Leaders of the G7 group of nations are set to meet this week in Hiroshima, Japan – the site of the world’s first atomic bombing.
Host, Japan Prime Minister Fumio Kishida is expected to use the occasion to call for a pledge on nuclear weapons, amidst growing concerns over Russia’s refusal to rule out their use in Ukraine and North Korea’s development of more sophisticated missiles.
President Joe Biden, UK Chancellor Rishi Sunak and other leaders began arriving yesterday. On Saturday, they will visit the city’s peace memorial museum which includes exhibits depicting the devastating effects of the 6 August 1945 bombing that killed an estimated 140 thousand people by year’s end.
Ukrainian president Vladimir Zelensky is expected to join the summit in person on Sunday. Zelensky will be making his furthest trip from of his war-torn country as leaders are set to unveil new sanctions on Russia for its invasion.
The decision to select Hiroshima to host the summit comes with a heavy dose of symbolism.

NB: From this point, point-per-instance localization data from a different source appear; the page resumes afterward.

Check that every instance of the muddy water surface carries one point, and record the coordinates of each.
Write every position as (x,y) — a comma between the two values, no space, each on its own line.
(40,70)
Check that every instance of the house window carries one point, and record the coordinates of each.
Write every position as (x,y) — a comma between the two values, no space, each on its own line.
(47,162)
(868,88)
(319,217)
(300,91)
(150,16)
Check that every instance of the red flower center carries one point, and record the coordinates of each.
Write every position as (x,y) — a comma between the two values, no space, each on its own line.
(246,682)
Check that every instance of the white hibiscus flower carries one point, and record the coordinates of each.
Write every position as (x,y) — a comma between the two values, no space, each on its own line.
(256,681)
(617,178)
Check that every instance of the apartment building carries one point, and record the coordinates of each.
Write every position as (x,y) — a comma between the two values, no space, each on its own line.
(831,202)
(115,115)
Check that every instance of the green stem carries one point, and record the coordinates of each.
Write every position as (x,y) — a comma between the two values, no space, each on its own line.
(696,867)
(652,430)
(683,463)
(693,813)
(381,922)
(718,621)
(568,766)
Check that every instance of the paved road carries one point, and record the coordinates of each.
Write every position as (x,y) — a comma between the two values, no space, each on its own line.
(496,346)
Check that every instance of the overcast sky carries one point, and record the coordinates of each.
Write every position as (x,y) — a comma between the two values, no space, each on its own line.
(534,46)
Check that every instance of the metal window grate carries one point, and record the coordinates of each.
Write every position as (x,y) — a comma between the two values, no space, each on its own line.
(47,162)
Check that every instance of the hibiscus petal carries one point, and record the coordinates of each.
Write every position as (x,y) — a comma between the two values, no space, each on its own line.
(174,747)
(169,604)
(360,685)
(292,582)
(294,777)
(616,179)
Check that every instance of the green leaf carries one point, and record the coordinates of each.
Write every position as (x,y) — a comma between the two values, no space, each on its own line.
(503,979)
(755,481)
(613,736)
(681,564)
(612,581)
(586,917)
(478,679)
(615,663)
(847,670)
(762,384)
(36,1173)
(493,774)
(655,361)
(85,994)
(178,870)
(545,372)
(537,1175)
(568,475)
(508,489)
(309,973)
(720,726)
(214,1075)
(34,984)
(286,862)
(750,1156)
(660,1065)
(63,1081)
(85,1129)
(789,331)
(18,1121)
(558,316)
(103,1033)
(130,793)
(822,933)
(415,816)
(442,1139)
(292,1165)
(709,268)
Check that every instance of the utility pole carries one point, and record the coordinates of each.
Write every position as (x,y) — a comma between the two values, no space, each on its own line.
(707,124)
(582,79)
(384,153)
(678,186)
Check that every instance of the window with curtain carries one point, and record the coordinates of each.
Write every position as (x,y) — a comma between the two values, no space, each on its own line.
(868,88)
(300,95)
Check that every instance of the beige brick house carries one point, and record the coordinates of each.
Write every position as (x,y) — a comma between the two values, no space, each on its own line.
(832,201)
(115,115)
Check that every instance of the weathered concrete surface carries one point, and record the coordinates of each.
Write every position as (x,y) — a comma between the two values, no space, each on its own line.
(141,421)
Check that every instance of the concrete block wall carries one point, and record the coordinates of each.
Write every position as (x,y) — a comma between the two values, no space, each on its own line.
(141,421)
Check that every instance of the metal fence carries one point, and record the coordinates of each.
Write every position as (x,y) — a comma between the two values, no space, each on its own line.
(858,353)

Pressure is building for a reference to nuclear weapons, with the un secretary general, António Guterres, this week calling on the G7 leaders to declare they will not use nuclear weapons “in any circumstances”. The G7 gathering is also a bit larger than in previous years that’s because Australia, India, Brazil, South Korea, Vietnam, Indonesia, Comoros and the Cook Islands have a seat at the table this year.